CAIRO (Reuters) ? Egyptian riot police and protesters observed a truce Thursday after violence that has killed 39 people in five days and the army said parliamentary elections would start on time next week.
Demonstrations by thousands of Egyptians furious at the slow transfer of power by military leadership to civilian rule have led to violent clashes with police, in scenes similar to the popular uprising that toppled leader Hosni Mubarak in February.
Protesters have vowed not to leave Cairo's central Tahrir Square, which once again has become the cradle of public protest in the most populous Arab country, until army rule ends.
The demonstrations appear to have polarized Egyptians, many of whom worry that unrest will prolong economic stagnation.
In new blows to confidence, the Egyptian pound weakened to more than 6 to the dollar for the first time since January 2005, and Standard & Poor's lowered its rating on Egypt.
The agency cut Egypt's long-term, foreign- and local-currency sovereign credit ratings to B+ from BB-, saying a "weak political and economic profile" had worsened further.
Egypt's ruling army council said it was doing all it could to prevent more violence. In a statement, it apologized, offered condolences and compensation to families of the dead, and promised a swift investigation into who was behind the unrest.
NO ELECTION DELAY
A ruling council member, General Mamdouh Shaheen, told a news conference the parliamentary vote, whose first stage is due to begin Monday, would go ahead on time. "We will not delay elections. This is the final word," he said.
Another council member, Major-General Mokhtar al-Mullah, took a swipe at the demonstrators. "If we look at those in Tahrir, regardless of their number, they do not represent the Egyptian people, but we must respect their opinion," he said.
Mullah said the army hoped to form a new government before Monday to replace Prime Minister Essam Sharaf's cabinet, which resigned during this week's violence without giving a reason.
Demonstrators in Tahrir said the truce had taken hold from midnight. Cranes hauled concrete barriers, later reinforced with barbed wire, across streets leading to the nearby Interior Ministry, flashpoint for much of the recent violence.
"Since about midnight or 1 a.m. there were no more clashes. We are standing here to ensure no one goes inside the cordon," said Mohamed Mustafa, 50, among a group barring a street nearby.
They were guarding a barricade made of a broken metal fence, a telephone booth laid on its side and part of a lamp post.
At the other end of the street, littered with shattered glass, lumps of concrete and heaps of rubbish, at least two army armored personnel carriers blocked the route. Mustafa's group said police were on the front line, and behind them the army.
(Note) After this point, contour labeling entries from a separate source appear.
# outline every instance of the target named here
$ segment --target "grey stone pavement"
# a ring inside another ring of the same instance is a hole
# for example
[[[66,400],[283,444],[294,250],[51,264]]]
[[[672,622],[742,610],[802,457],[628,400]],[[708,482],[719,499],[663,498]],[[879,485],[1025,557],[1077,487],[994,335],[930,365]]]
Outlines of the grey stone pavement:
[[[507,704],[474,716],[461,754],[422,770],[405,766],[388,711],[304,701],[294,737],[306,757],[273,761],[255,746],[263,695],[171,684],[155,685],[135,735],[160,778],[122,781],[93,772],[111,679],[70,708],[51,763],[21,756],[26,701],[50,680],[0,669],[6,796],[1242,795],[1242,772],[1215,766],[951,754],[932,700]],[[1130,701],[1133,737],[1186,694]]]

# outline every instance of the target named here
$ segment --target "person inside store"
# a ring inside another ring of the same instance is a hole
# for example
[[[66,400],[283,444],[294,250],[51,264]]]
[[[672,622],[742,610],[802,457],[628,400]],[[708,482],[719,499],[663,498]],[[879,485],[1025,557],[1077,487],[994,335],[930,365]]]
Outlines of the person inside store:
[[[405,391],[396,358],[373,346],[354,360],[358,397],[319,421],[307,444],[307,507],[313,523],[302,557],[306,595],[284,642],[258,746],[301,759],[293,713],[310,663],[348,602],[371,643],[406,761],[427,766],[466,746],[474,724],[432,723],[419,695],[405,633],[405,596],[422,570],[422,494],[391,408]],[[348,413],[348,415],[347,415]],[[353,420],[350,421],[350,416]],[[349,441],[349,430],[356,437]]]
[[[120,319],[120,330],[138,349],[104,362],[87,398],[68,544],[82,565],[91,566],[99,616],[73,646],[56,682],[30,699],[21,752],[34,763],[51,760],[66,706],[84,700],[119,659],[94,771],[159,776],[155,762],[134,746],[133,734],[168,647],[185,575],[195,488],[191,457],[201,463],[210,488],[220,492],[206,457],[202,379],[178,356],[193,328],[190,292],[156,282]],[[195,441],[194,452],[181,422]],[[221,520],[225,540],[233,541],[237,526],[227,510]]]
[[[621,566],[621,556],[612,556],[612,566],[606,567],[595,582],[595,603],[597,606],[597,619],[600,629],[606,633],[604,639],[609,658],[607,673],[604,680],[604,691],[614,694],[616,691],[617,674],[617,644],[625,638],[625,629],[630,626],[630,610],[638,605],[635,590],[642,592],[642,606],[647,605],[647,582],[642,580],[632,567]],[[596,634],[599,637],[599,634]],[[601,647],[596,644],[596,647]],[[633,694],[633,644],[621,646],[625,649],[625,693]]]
Lines of Tahrir protesters manned similar barriers to block access to Mohamed Mahmoud Street, scene of repeated fighting.
"We have created a space separating us from the police. We are standing here to make sure no one violates it," said Mahmoud Adly, 42, part of a human cordon four ranks deep.
The protests in Cairo and elsewhere pose the gravest challenge to Egypt's army rulers since they took over from Mubarak, overthrown on February 11 after an 18-day uprising.
The thousands who thronged Tahrir Square were undeterred in their determination to rid Egypt of army rule. "He goes, we won't," declared a banner referring to the army commander, Field Marshal Mohamed Hussein Tantawi.
The United States and European nations, alarmed at the violence of the past few days, have urged Egypt to proceed with what has been billed as its first free vote in decades.
LACK OF TRUST
The army and the Muslim Brotherhood, which expects to do well in the polls, say it must go ahead, but many protesters do not trust the military to oversee a clean vote. Some scorn the Brotherhood for its focus on gaining seats in parliament.
The military council originally promised to return to barracks within six months, but then set a timetable for elections and drawing up a new constitution that would have left it in power until late next year or early 2013.
Tantawi pledged this week to hold a presidential vote in June that could pave the way for a transfer to civilian rule, but the demonstrators, angered by army attempts to shield itself legally from future civilian control, are unconvinced.
"The military council must leave and hand power to civilians. They don't want to leave so that their corruption isn't exposed," said 23-year-old student Ahmed Essam.
Before the truce, protesters had fought running battles with security forces around the Interior Ministry. The bloody chaos there contrasted with normal life in streets nearby.